ー水回りリフォームの材料選び完全ガイド|場所別の特徴と失敗しないポイントー

水回りリフォームで使われる主な材料と役割
水回りリフォームでは、見た目だけでなく、耐水性や耐久性、掃除のしやすさを考えて材料を選ぶことが大切です。キッチン、浴室、洗面所、トイレは毎日水や湿気に触れるため、一般的な居室とは異なる性能が求められます。材料の特徴を知らずに価格やデザインだけで決めると、汚れが落ちにくい、カビが発生しやすい、短期間で傷むといった後悔につながることがあります。
床材には、クッションフロア、フロアタイル、耐水性の高い複合フローリングなどが使われます。クッションフロアは水に強く、費用を抑えやすい点が魅力です。フロアタイルは見た目に高級感があり、傷にも比較的強いため、デザイン性を重視する場合に向いています。壁材には、ビニールクロスやキッチンパネル、樹脂パネルなどがあります。特にコンロや水栓の周辺には、油汚れや水はねを拭き取りやすいパネル材が便利です。
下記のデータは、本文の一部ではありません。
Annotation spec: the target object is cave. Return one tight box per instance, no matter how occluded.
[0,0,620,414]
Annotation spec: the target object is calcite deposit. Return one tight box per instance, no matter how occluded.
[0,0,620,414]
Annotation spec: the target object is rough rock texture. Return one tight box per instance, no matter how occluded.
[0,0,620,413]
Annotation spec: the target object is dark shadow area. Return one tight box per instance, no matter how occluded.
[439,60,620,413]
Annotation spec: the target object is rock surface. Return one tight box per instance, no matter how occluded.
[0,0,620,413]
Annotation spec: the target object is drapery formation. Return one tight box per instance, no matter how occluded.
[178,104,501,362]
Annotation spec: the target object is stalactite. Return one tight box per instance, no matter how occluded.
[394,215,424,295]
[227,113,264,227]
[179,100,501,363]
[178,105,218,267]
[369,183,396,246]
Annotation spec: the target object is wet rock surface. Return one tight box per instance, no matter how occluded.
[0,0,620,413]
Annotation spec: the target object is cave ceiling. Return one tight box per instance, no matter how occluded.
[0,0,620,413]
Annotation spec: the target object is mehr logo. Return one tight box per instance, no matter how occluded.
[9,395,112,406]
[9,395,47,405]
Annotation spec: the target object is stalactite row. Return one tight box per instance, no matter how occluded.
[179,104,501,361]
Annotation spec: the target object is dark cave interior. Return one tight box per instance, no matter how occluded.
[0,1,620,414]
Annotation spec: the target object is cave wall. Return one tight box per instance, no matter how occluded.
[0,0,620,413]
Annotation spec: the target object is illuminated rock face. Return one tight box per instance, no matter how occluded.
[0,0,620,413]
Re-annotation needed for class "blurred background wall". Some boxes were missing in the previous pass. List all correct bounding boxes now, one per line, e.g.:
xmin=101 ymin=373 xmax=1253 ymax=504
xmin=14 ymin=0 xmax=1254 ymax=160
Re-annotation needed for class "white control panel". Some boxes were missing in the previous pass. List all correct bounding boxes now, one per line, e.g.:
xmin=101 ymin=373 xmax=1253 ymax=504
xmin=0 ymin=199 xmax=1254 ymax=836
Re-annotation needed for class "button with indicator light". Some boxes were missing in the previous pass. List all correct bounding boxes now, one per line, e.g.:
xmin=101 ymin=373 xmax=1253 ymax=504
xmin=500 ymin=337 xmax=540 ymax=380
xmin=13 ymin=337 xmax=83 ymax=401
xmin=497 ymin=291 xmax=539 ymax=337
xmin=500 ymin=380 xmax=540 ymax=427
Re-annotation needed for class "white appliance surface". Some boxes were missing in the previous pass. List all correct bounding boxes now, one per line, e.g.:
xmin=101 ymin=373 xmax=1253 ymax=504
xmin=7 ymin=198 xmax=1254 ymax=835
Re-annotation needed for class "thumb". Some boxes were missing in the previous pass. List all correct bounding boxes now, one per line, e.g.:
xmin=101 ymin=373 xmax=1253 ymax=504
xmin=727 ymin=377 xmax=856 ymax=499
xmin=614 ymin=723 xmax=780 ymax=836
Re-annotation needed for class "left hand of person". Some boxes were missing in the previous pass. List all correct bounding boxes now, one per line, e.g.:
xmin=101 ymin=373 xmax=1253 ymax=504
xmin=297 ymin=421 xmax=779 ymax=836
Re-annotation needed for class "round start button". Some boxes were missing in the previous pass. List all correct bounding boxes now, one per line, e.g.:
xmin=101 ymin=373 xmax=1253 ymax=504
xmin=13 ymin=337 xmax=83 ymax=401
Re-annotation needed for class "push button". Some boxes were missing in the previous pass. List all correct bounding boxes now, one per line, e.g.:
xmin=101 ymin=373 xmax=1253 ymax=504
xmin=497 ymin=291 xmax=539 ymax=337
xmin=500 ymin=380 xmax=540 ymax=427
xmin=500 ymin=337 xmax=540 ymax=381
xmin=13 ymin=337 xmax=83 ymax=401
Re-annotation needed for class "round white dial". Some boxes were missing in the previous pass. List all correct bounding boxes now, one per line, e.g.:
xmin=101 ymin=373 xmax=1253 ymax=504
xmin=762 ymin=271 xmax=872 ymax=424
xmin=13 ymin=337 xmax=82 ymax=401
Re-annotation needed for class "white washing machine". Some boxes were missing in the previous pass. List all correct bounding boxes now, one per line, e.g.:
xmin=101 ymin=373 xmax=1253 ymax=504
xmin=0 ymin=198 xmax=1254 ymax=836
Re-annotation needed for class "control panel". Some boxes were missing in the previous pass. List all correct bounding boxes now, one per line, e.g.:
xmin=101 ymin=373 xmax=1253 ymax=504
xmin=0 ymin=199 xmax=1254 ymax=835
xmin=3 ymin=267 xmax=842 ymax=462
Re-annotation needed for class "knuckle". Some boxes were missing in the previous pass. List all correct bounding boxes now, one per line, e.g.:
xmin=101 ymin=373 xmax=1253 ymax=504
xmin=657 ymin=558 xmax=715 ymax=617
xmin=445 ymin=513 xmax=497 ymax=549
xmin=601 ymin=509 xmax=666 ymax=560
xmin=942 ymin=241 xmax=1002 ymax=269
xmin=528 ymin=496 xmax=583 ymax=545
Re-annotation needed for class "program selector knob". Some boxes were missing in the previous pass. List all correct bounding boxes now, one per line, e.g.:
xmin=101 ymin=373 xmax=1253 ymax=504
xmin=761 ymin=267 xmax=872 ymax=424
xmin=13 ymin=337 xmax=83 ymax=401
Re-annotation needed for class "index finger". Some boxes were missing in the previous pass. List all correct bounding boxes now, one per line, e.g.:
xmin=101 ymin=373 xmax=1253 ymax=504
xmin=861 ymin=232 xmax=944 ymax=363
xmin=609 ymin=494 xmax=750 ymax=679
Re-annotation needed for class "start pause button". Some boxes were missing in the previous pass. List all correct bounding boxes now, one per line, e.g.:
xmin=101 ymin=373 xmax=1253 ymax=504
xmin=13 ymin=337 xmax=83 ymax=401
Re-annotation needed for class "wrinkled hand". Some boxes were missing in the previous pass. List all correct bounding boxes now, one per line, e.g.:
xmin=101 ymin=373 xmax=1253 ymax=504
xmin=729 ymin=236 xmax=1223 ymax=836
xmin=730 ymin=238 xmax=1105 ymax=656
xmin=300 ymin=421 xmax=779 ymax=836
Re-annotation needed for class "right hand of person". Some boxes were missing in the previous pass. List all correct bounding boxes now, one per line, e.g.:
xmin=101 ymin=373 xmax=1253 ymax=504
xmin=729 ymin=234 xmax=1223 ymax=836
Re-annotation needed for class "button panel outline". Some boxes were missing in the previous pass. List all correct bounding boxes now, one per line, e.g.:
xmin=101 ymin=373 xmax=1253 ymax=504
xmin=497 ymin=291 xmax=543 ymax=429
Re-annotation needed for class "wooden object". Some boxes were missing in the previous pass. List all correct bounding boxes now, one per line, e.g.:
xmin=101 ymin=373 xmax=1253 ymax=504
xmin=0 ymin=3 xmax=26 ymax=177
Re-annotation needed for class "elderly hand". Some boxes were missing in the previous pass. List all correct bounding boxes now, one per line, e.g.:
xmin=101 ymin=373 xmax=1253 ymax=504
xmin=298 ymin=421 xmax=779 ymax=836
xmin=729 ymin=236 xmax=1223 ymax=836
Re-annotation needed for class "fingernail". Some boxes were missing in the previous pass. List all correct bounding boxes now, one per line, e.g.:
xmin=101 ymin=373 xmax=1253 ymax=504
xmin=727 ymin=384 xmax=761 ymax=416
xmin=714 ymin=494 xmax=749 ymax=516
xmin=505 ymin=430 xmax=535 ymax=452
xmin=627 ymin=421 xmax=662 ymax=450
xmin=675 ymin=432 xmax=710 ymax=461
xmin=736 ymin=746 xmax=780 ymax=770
また、設備本体にはステンレス、人工大理石、ホーロー、樹脂などが使われています。ステンレスは耐熱性と衛生面に優れ、人工大理石は色柄が豊富で空間を明るく見せやすい材料です。ホーローは表面が硬く、汚れやにおいが付きにくいという特徴があります。それぞれの長所と注意点を理解し、使用場所に合う材料を組み合わせることが重要です。
キッチン・浴室・洗面所・トイレの材料選び
キッチンでは、作業台やシンク、壁、床の材料を総合的に考えます。ワークトップはステンレスや人工大理石が代表的です。ステンレスは熱や水に強く、業務用のような機能的な印象になります。一方、人工大理石はインテリアになじみやすく、柔らかな雰囲気をつくれます。ただし、製品によって耐熱性や傷の付きやすさが異なるため、鍋を直接置くことが多い家庭では事前確認が必要です。
浴室では、床の滑りにくさと乾きやすさ、壁の保温性、浴槽の手入れのしやすさがポイントです。浴槽にはFRP、人工大理石、ホーローなどがあり、FRPは比較的手頃で扱いやすく、人工大理石は質感やデザイン性に優れています。浴室の床は、水はけがよく、足裏が冷たく感じにくい材料を選ぶと快適です。高齢者や小さな子どもがいる家庭では、滑りにくさも重視しましょう。
洗面所とトイレは、限られた空間でも湿気や汚れがたまりやすい場所です。床には耐水性のあるクッションフロアやフロアタイルが適しています。壁は防汚機能や消臭機能のあるクロスを選ぶと、日常の手入れがしやすくなります。洗面台のボウルは陶器、人工大理石、樹脂などがあり、陶器は傷に強く、人工大理石や樹脂はカウンターと一体化したすっきりした形にしやすい点が特徴です。
材料選びで失敗しないための確認ポイント
水回りリフォームの材料を選ぶ際は、カタログの写真だけで決めず、できるだけ実物の色や質感を確認しましょう。同じ白や木目でも、照明や周囲の壁色によって印象は大きく変わります。ショールームやサンプルを利用し、汚れの目立ち方、表面の手触り、光の反射まで確認すると完成後のずれを減らせます。
次に、初期費用だけではなく、手入れや交換まで含めた費用を考えることが大切です。安価な材料でも、汚れや傷が付きやすく短期間で張り替えが必要になれば、結果的に負担が増える場合があります。反対に、高価な材料がすべての家庭に必要とは限りません。使用頻度が高い部分には耐久性の高い材料を使い、目立たない部分では価格を抑えるなど、優先順位を決めると予算を調整しやすくなります。
さらに、下地の状態や施工方法も確認が必要です。表面材だけを新しくしても、床下や壁の内部に腐食、カビ、水漏れがあれば十分なリフォームにはなりません。見積もりでは、材料の商品名や品番、施工範囲、下地補修の有無を確認しましょう。複数の材料を比較するときは、耐水性、耐熱性、防汚性、滑りにくさ、保証期間を同じ条件で比べることがポイントです。暮らし方と掃除の頻度に合う材料を選ぶことで、使いやすく長持ちする水回りを実現できます。